Additionally, Trump is facing two criminal investigations against him. One is in Georgia where he has been accused of trying to intimidate the same Secretary of State mentioned earlier into ‘finding’ him enough votes to win the election. And the other is in New York where the State Attorney General is investigating potential fraud by the Trump Organization. Were these lawsuits to go against him, the former would trigger a jail sentence and the latter would potentially drive him into bankruptcy. With his business in difficulty and the IRS poised to issue a decision on whether he is guilty of tax violations, Trump may have to spend his post-presidency proving his mettle as a businessman in order to pay off his various debts and fines. Donald Trump Jr., for his part, has been contributing to the family bank account by charging fans upwards of $500 for the privilege of receiving a personalised video from the eldest Trump son.

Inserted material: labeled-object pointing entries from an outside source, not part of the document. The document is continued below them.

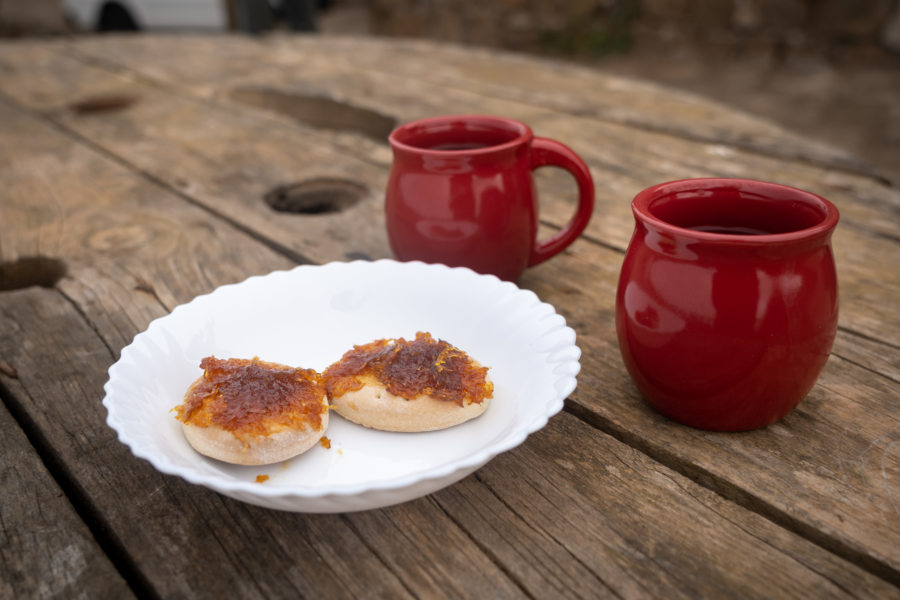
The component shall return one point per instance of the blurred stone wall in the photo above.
(593, 28)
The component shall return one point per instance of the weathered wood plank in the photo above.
(548, 84)
(196, 152)
(633, 527)
(46, 550)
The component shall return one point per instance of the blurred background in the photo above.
(829, 69)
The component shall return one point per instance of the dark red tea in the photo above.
(730, 230)
(460, 146)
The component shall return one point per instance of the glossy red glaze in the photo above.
(721, 331)
(461, 193)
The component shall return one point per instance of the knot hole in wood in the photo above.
(31, 271)
(316, 196)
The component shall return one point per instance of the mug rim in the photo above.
(523, 131)
(642, 202)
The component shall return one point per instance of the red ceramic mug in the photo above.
(727, 303)
(461, 193)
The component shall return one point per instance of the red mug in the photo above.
(461, 193)
(727, 303)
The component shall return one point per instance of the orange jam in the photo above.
(409, 369)
(253, 397)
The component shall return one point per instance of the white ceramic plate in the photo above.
(309, 316)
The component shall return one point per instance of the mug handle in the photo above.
(550, 153)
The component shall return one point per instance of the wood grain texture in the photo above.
(154, 201)
(46, 550)
(571, 502)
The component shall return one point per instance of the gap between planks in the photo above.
(863, 170)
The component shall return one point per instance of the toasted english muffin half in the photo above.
(252, 412)
(408, 386)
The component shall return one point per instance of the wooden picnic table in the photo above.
(134, 172)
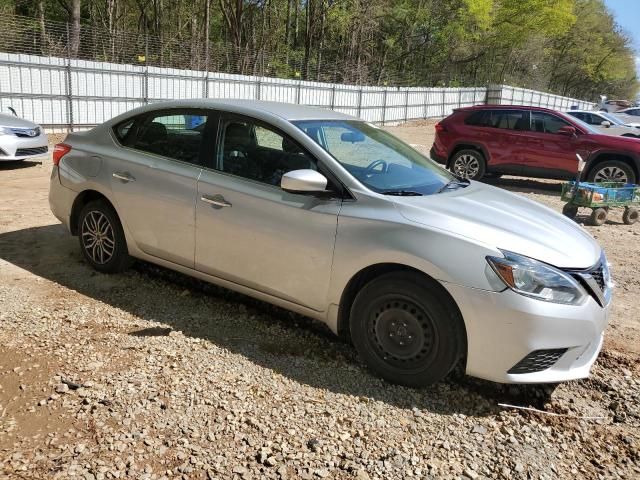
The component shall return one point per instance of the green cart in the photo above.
(600, 197)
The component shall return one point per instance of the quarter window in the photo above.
(176, 134)
(546, 123)
(251, 150)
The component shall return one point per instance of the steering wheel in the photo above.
(374, 164)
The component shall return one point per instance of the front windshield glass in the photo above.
(612, 118)
(376, 158)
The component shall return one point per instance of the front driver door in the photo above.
(251, 232)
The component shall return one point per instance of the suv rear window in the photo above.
(505, 119)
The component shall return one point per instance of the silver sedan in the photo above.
(21, 139)
(332, 217)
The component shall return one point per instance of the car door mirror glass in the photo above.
(303, 181)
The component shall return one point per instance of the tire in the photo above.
(598, 216)
(110, 254)
(468, 164)
(612, 171)
(406, 329)
(570, 210)
(630, 215)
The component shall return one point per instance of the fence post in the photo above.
(406, 105)
(145, 80)
(69, 84)
(384, 106)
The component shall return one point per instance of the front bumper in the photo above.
(14, 148)
(505, 327)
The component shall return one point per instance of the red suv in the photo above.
(491, 140)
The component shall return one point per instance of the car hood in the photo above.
(500, 219)
(12, 121)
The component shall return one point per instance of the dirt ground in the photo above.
(125, 376)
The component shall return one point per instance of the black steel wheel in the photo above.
(570, 210)
(598, 216)
(102, 239)
(630, 215)
(407, 329)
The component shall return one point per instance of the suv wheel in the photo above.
(405, 330)
(612, 171)
(468, 164)
(102, 239)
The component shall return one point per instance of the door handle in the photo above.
(125, 177)
(217, 200)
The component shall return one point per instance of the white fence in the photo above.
(66, 94)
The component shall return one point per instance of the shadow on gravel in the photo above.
(527, 185)
(294, 346)
(18, 164)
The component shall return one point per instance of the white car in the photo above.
(21, 139)
(607, 123)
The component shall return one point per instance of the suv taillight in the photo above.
(59, 151)
(440, 128)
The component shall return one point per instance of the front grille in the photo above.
(24, 152)
(26, 132)
(538, 360)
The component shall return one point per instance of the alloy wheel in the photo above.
(611, 174)
(466, 166)
(98, 238)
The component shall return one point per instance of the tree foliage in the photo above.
(571, 47)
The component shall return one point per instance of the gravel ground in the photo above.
(150, 374)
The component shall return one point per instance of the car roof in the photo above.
(257, 108)
(505, 107)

However, none of these lawsuits, outbursts, scandals or controversies have affected the former President’s popularity with his base. In one of his few truthful statements, Trump declared that polls currently peg him as the leading Republican Presidential Primary candidate for the 2024 elections. A Quinnipiac University poll, amongst others, confirmed this proclamation. It found that 66% of Republicans would like to see Trump run for President again, while only 30% said they would prefer he not. Furthermore, 84% of Republicans say they have a favourable opinion of Trump, although that number reduces significantly to 37% when the numbers include the general population. Trump also raised around $250 million between the election and Biden’s inauguration along with an additional $31 million since he left office. Those funds will be placed into a Super PAC and used to either support Trump’s pick of mid-term candidates or his own bid for the Presidency in 2024. With his past track record, nothing can be said with any certainty but Americans seeking to finally escape this warped reality may spend their time hoping that Trump remains in the shadows for the foreseeable future. Given his litany of legal and financial entanglements, he may well have no choice but to do so.